Named a coadjutor of the Armagh archdiocese in January 2013, Archbishop Martin took up his role as head of the Church in Ireland on Sept. 8.
“Over the past 16 months I have been encouraged and inspired by the enthusiasm of our young people and the dedication of our teachers, the commitment and pastoral care given by our priests and religious, and the willingness of so many people to become actively involved in the life of their parishes and diocese,” he said.
Born in Derry in 1961, Archbishop Martin was ordained a priest for the diocese June 28, 1987, after which he served as assistant pastor at the cathedral of the diocese of Derry until 1989. He then taught at St Columb's College in Derry until 1998.
He has also served as Secretary-General of the Irish Episcopal Conference, Vicar General of the Diocese of Derry and as diocesan administrator from November 2011 until January 2013 upon the resignation of Bishop Séamus Hegarty.
The archbishop has also held the position as a director of the National Board for Safeguarding Children in the Catholic Church, which was established following the revelation of the clerical abuse crisis in the Church in Ireland.
In his remarks on Monday, he said he hopes to put a “fresh heart” into the renewal of the Irish Church, and expressed his readiness to collaborate with the laypeople, priests and religious of the diocese.
“I pray that my heart can be more like the Heart of Jesus, burning with love for everyone,” he said, explaining that “Not far from all of us today are people who feel isolated or lonely; people whose hearts are heavy with worry, illness or anxiety,”
Perhaps there is also someone “whose heart is broken by grief or loss; a man or woman whose heart has grown colder because of some cruelty or emptiness in their lives – past or present,” the archbishop continued.
“Every day, then, as long as this today lasts, let us keep encouraging one another with the love and compassion of Christ.”
Archbishop Martin then pointed out that while there can be no doubt that numerous challenges will come, “I look forward with trust and hope in God to sharing with others the ‘Joy of the Gospel.’ Please pray for me.”
Archbishop Martin succeeds Cardinal Sean Brady whose resignation at the age of 75 was recently accepted by Pope Francis. He is a native of the diocese of Laragh in Co Cavan, and has served as leader of the diocese since 1995.

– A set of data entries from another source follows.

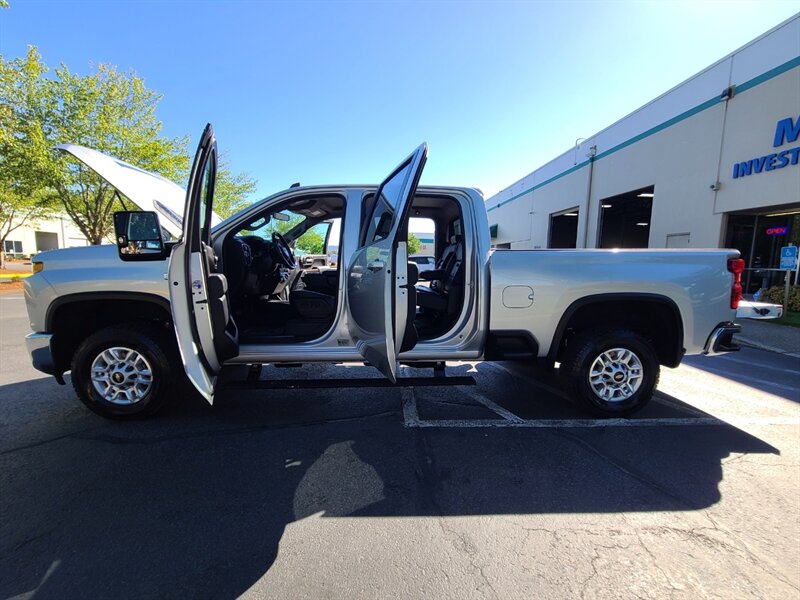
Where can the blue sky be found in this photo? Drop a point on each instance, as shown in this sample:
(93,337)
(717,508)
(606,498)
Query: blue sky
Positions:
(334,92)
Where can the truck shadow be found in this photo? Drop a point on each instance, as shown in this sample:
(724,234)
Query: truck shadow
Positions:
(195,503)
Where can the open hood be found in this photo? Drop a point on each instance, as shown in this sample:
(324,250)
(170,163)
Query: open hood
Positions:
(146,190)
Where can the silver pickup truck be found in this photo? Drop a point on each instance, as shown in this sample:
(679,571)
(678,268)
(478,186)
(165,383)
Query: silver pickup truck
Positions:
(182,293)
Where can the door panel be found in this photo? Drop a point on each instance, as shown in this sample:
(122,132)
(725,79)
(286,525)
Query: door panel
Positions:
(191,263)
(377,274)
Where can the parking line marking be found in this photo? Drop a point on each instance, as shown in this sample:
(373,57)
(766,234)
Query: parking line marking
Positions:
(734,376)
(496,408)
(660,398)
(597,423)
(529,378)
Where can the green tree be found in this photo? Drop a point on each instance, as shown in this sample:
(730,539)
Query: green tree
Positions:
(232,192)
(312,241)
(22,143)
(414,244)
(108,110)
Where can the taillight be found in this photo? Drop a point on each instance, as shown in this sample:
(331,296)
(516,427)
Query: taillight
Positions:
(736,266)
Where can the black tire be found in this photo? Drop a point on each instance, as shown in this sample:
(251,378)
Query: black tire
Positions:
(617,391)
(147,342)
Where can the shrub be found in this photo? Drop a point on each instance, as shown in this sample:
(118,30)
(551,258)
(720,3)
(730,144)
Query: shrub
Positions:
(775,295)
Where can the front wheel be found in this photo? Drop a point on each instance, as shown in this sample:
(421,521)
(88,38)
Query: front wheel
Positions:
(123,372)
(611,372)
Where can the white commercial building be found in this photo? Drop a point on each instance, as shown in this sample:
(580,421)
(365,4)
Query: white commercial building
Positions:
(38,235)
(711,163)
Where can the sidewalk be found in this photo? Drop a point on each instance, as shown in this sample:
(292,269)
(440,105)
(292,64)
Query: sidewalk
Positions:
(769,336)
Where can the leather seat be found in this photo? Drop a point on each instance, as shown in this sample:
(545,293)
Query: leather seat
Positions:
(446,279)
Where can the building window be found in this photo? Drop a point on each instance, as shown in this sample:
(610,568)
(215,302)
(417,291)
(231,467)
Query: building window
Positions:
(625,219)
(759,238)
(12,247)
(563,229)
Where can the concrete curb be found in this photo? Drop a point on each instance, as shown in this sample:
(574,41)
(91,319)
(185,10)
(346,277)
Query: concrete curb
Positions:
(745,341)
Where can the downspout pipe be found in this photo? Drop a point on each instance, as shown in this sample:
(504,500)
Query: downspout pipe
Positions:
(591,155)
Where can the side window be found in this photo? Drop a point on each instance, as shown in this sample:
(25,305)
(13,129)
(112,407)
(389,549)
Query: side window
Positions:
(207,195)
(385,206)
(313,240)
(421,237)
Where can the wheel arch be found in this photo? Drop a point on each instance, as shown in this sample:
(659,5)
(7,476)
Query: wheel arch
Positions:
(653,315)
(74,317)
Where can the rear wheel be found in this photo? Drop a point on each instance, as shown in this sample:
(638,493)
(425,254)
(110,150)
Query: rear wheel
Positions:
(123,372)
(611,372)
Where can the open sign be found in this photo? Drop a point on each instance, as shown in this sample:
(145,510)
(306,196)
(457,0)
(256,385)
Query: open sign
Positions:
(783,230)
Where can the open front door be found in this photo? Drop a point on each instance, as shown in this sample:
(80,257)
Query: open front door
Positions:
(377,282)
(198,296)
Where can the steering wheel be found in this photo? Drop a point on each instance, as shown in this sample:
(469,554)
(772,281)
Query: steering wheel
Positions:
(284,251)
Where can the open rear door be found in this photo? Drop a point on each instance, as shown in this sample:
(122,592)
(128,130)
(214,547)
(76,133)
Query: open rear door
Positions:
(197,295)
(377,282)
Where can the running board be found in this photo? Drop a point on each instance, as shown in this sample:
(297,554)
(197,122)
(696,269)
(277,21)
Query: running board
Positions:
(302,384)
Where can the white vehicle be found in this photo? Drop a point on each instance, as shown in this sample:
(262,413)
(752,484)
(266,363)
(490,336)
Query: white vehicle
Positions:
(233,294)
(424,263)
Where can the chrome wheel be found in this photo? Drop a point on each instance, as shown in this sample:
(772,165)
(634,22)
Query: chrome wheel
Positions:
(121,375)
(615,375)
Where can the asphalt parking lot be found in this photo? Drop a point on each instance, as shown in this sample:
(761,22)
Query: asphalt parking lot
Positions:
(497,490)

The cardinal faced criticism during his tenure to his personal role in documenting a case of pedophilia in 1975 in which the victims were sworn to confidentiality.
In a statement Monday, Cardinal Brady congratulated Archbishop Martin for his new role, and encouraged all to “rejoice and be glad” at receiving him as their new shepherd.
“I am pleased that Pope Francis has today accepted the resignation which I offered to him on the occasion of my seventy fifth birthday,” Cardinal Brady said.
“I pray that God may give to Archbishop Eamon in abundance all the graces he needs and I assure him of my help and total support at all times.”
Going on, the cardinal voiced that he is “quite confident that the people of the Archdiocese – priests, religious and lay faithful – will give to their new Archbishop the same whole-hearted support and faith-filled loyalty which they have always given to me and for which I will be eternally grateful.”
Archbishop Martin also offered his personal greetings to the leaders and members of other Christian Churches and faith traditions.
“I hope that, as Cardinal Sean did before me, I can share their friendship and their passion for the Gospel of Christ,” he said.
“I also send my good wishes to people of other faiths and traditions, and to civic and political leaders throughout the diocese, assuring them of my respect and cooperation with them in serving the common good.”
His Mass of installation will take place at St. Patrick’s Cathedral in Armagh at 7.30 p.m. on Tuesday, Oct. 7, the Feast of the Holy Rosary.